ECG analysis of ventricular fibrillation dynamics reflects ischaemic progression subject to variability in patient anatomy and electrode location

Hector Martinez-Navarro; Ambre Bertrand; Ruben Doste; Hannah Smith; Jakub Tomek; Giuseppe Ristagno; Rafael S Oliveira; Rodrigo Weber Dos Santos; Sandeep V Pandit; Blanca Rodriguez

doi:10.3389/fcvm.2024.1408822

ECG analysis of ventricular fibrillation dynamics reflects ischaemic progression subject to variability in patient anatomy and electrode location

Front Cardiovasc Med. 2024 Nov 27:11:1408822. doi: 10.3389/fcvm.2024.1408822. eCollection 2024.

Affiliations

¹ Department of Computer Science, British Heart Foundation Centre of Research Excellence, University of Oxford, Oxford, United Kingdom.
² Department of Physiology, Anatomy, and Genetics, University of Oxford, Oxford, United Kingdom.
³ Dipartimento di Fisiopatologia Medico-Chirurgica e dei Trapianti, Università degli Studi di Milano Statale, Milano, Italy.
⁴ Computer Science Department, Universidade Federal de São João del Rei, São João del Rei, Brazil.
⁵ Departamento de Ciência da Computação, Universidade Federal de Juiz de Fora, Juiz de Fora, Brazil.
⁶ Scientific Affairs, ZOLL Medical Corporation, Chelmsford, MA, United States.

Abstract

Background: Ventricular fibrillation (VF) is the deadliest arrhythmia, often caused by myocardial ischaemia. VF patients require urgent intervention planned quickly and non-invasively. However, the accuracy with which electrocardiographic (ECG) markers reflect the underlying arrhythmic substrate is unknown.

Methods: We analysed how ECG metrics reflect the fibrillatory dynamics of electrical excitation and ischaemic substrate. For this, we developed a human-based computational modelling and simulation framework for the quantification of ECG metrics, namely, frequency, slope, and amplitude spectrum area (AMSA) during VF in acute ischaemia for several electrode configurations. Simulations reproduced experimental and clinical findings in 21 scenarios presenting variability in the location and transmural extent of regional ischaemia, and severity of ischaemia in the remote myocardium secondary to VF.

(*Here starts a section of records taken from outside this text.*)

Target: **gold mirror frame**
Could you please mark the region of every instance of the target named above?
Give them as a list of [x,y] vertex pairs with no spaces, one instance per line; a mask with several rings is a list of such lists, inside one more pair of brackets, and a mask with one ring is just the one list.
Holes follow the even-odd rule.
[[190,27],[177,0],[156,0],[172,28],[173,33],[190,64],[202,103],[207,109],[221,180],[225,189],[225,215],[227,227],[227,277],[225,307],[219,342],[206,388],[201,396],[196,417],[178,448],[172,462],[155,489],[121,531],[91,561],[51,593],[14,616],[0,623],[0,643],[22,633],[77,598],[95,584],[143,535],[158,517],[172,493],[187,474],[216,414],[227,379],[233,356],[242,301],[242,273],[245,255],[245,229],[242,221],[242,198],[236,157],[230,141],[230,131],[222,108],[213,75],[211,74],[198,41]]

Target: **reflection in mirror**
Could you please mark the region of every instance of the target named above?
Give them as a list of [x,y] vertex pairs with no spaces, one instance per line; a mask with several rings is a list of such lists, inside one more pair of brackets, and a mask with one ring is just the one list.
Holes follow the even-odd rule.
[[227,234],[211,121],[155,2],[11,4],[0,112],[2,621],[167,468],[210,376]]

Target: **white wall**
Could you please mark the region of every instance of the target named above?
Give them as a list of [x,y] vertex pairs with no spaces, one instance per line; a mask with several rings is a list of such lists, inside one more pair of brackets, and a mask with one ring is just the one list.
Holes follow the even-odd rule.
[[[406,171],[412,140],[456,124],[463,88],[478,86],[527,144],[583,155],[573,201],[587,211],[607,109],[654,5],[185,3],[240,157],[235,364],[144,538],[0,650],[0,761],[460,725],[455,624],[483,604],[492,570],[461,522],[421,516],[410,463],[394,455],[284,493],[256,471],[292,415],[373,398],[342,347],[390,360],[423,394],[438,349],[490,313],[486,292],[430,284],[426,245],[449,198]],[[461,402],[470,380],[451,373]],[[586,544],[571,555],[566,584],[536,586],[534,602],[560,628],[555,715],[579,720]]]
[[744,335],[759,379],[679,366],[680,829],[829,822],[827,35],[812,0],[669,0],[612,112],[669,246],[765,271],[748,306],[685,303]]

Results: Regional acute myocardial ischaemia facilitated re-entries, potentially breaking up into VF. Ischaemia in the remote myocardium modulated fibrillation dynamics. Cases presenting a mildly ischaemic remote myocardium yielded sustained VF, enabled by the high proliferation of phase singularities (PS, 11-22) causing remarkably disorganised activation patterns. Conversely, global acute ischaemia induced stable rotors (3-12 PS). Changes in frequency and morphology of the ECG during VF reproduced clinical findings but did not show a direct correlation with the underlying wave dynamics. AMSA allowed the precise stratification of VF according to ischaemic severity in the remote myocardium (healthy: 23.62-24.45 mV Hz; mild ischaemia: 10.58-21.47 mV Hz; moderate ischaemia: 4.82-11.12 mV Hz). Within the context of clinical reference values, apex-anterior and apex-posterior electrode configurations were the most discriminatory in stratifying VF based on the underlying ischaemic substrate.

Conclusion: This in silico study provides further insights into non-invasive patient-specific strategies for assessing acute ventricular arrhythmias. The use of reliable ECG markers to characterise VF is critical for developing tailored resuscitation strategies.

Keywords: arrhythmia; cardiac electrophysiology; electrocardiogram; modelling and simulation; myocardial ischaemia; ventricular fibrillation.

Grants and funding

The author(s) declare financial support was received for the research, authorship, and/or publication of this article. This work received funding from ZOLL Medical Corporation, Wellcome Trust Senior Fellowship in Basic Biomedical Sciences (214290/Z/18/Z), the EPSRC project CompbiomedX (EP/X019446/1 to BR), a PRACE ICEI project (icp019 to BR), the CompBiomed project (European Commission Horizon 2020 Research and Innovation Programme, Grant Agreement Nos. 675451 and 823712 to BR), and by the Brazilian Government via CAPES, CNPq, FAPEMIG, UFSJ, and UFJF. This study used high-performance computing resources from the Polaris supercomputer at the Argonne Leadership Computing Facility (ALCF), Argonne National Laboratory, United States of America. The US Department of Energy's (DOE) Innovative and Novel Computational Impact on Theory and Experiment (INCITE) Program awarded access to Polaris. The ACLF is supported by the Office of Science of the US DOE under Contract No. DE-AC02-06CH11357.